Je suis descendue avec lui dans les abîmes les plus profonds, parce que je l’aimais. Mais il m’a détruit!”
“Mère, mère,” s’écria-t-elle, “mère, venez et pardonnez mes péchés, pardonnez mes méfaits!
Mère, il m’a cogné, battu et vendu.
Oh cet animal aux apparences humaines!
Je me suis enfoncée, mère, je m’enfonçais sans cesse.
J’ai tant prié, ne m’avez-vous pas entendu?
Vous ne viendrez pas à moi, cependant je sais que vous m’aimez.
De grâce, mère, Dieu,
je ne veux plus de cette vie, je ne veux plus y retourner,
c’est vers vous que je veux aller. Mon Dieu, pardonnez-moi pour mes péchés.
Mère, mère, m’entendez-vous?
Il y a longtemps, on m’a dit que je pouvais vous appeler, et que dès lors vous viendriez, mais je n’ai pas osé.
Cela fait longtemps maintenant que je vous appelle. Ne m’entendez-vous pas?
Mère, ne me laissez pas espérer en vain, car je rechuterai. Je ne peux plus tenir toute seule.”
Je pleurais, Jozef, et le frère aussi.
“Pauvre enfant, pauvre femme”, pensais-je.
J’étais assis à ses côtés et priais pour que son vœu se réalise.
Soudain, j’ai vu son regard se troubler, et en levant la tête, j’ai vu un être magnifique qui donnait l’impression d’être porté par des nuages lumineux.
Devant cette malheureuse se manifestait sa mère:
elle était venue jusque dans ces ténèbres pour sauver sa fille.
C’était l’amour d’une mère pour son enfant!
Au dernier moment, les sphères élevées intervenaient.
Ce n’est qu’au dernier moment qu’on avait pu atteindre la femme. Je le voyais et le sentais.

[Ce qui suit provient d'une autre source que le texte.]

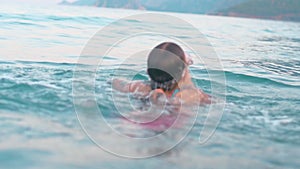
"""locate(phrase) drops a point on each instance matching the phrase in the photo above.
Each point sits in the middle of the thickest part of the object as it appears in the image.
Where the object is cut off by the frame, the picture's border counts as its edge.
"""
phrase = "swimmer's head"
(166, 65)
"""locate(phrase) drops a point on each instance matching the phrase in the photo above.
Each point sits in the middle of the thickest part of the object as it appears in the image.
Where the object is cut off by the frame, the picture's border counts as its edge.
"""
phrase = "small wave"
(255, 79)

Ce savoir était donné à un esprit élevé.
Lorsque la personne égarée supplie de tout son être, un lien peut être établi, et une prière peut alors produire des miracles.

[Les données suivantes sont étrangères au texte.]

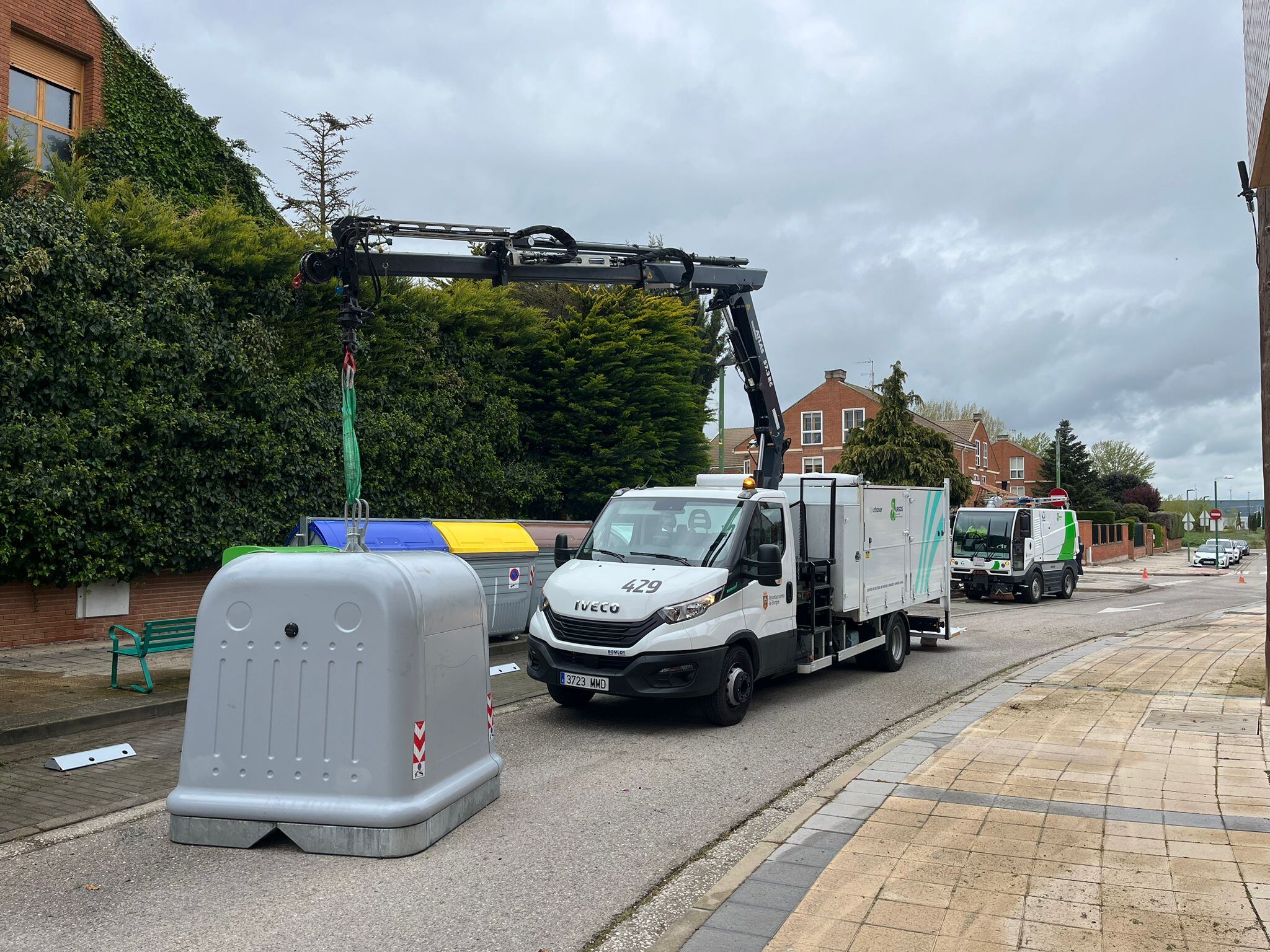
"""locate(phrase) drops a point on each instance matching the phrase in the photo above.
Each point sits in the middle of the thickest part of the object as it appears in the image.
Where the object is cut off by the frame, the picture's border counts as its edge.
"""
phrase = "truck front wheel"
(728, 703)
(569, 697)
(1032, 589)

Elle avait appelé sa mère et ne cessait de pleurer.
Une scène très belle et touchante eut lieu devant mes yeux.
Je n’avais jamais rien vu d’aussi beau.
“Me pardonnerez-vous, mère?” demanda à voix haute la pauvre femme à l’apparition.
L’être élevé fit alors un signe affirmatif de la tête, tandis que sur son beau visage se lisait un sourire joyeux.
Un ange de lumière était descendu en enfer pour venir aux secours de son enfant.
“Laissez-moi vous dire ce que j’ai fait,” dit la malheureuse.
“Ne me dis rien, je sais tout, et Dieu t’a pardonné. Travaille, il faut que tu fasses un travail sur toi. Je te soutiendrai d’ici.”
“Mère, venez vers moi,” demanda la femme. Pourquoi ne descendez-vous pas pour venir vers moi?
Mère, restez auprès de moi, chère mère.”
“Chère enfant, je dois partir, mais je reviendrai,” promis sa mère.
“Vous êtes un ange, mère.
Reviendrez-vous?”
“Je reviendrai, mon enfant et je veillerai sur toi.”
“Dieu soit loué, mes prières ont été exaucées.” Puis j’ai entendu cet être magnifique dire: “Je savais que tôt ou tard nous pourrions lui venir en aide.”
Puis son apparition se résorba et disparu devant nos yeux.
Je venais de vivre une expérience extraordinaire.
Elle était retournée dans une autre sphère d’existence, dans son propre ciel.
Ce fut un moment grandiose, et je le vivais pourtant en enfer.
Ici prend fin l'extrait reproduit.